The pharmaceutical companies that developed these HCV treatments are making nearly all of their profits from sales in the U.S. and western Europe, because those countries have more economic means to pay retail for the drugs. Even though this poses an economic strain on many in those countries, there is actually a positive consequence to this arrangement that many in the U.S. and Europe consider to be “price gouging” (every cloud has a silver lining). Securing profits from sales in these countries makes the pharmaceutical companies more amenable to providing these drugs at significantly lower costs to citizens of poor countries. The greatest example of this can be seen in Egypt, where 9 million people, or 10 percent of the population, are infected with Hepatitis C. Egypt has the highest per capita rate of Hepatitis C infection in the world due to the spread of the virus during a decades-long mass vaccination program against the parasitic disease schistosomiasis, where several people were given injections using the same needle without proper sterilization between doses. Gilead has offered to charge the Egyptian government just $14 per day per patient for Harvoni, and AbbVie is providing Viekira Pak for $13 a day, or about 1 percent of the cost of the drug in the U.S.

The widespread availability of these drugs in Egypt has offered a second chance to many people who saw their Hepatitis C infection as the death sentence it had been for many of their relatives and neighbors. The deal struck between the pharmaceutical companies and the government allows the Egyptian health ministry to distribute the treatment to patients for free. The program in Egypt is only a year old, but it holds great promise of significantly decreasing rates of the disease, and serving as a model for other countries dealing with high Hepatitis C rates.
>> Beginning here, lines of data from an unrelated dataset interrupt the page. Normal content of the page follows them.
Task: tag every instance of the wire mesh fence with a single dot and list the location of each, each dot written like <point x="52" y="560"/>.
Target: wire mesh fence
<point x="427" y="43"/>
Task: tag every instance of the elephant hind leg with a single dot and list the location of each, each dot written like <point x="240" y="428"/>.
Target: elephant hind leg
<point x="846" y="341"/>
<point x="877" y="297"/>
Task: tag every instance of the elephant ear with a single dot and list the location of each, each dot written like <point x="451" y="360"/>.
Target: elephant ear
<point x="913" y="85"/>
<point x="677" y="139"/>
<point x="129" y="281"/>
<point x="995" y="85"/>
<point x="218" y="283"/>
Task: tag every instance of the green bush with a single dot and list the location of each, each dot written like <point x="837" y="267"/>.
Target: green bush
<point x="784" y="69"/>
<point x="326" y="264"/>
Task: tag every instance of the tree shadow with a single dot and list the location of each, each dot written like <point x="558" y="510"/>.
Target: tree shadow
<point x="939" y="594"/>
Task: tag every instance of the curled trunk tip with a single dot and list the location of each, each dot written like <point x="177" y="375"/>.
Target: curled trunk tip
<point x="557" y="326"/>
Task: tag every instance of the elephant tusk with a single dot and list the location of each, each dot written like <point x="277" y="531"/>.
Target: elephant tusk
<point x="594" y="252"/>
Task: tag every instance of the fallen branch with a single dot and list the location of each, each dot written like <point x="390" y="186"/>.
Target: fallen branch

The potential to significantly reduce worldwide Hepatitis C rates with these new drugs is a public health game changer. Governments and health administrators are still trying to figure out the best strategies to balance the treatment needs of citizens with economic concerns. However, despite the current challenges, it seems likely that Hepatitis C will go from a pervasive and deadly illness to a rare and easily treatable disease within our lifetime. That is a beautiful thing.

Posted in Global Health, Healthcare ;

Comments

Jennifer Jones says:

It distresses me to see DAAs repeatedly referred to as ‘cures’ even when qualified with ‘essentially’. It’s bad enough when the press does this, but I expect better from academics. To quote you ” “Cure” of the infection is determined by whether the patient’s sustained virologic response (SVR) – the level of Hepatitis C virus (HCV) in their bloodstream – remains undetectable three months after treatment has ended.”

Viral load in the blood is only a surrogate measure; these patients still have Hep C and we don’t yet know what the relapse rate will be. We are misleading patients by calling it a cure; they will still have virus in their livers and they can still get sick. Admittedly it’s likely to be a low probability but for most people cure means zero probability. We should be clear about this.

Jennifer Jones says:

In addition, I would also say that your post says absolutely nothing new. Where is the learned commentary?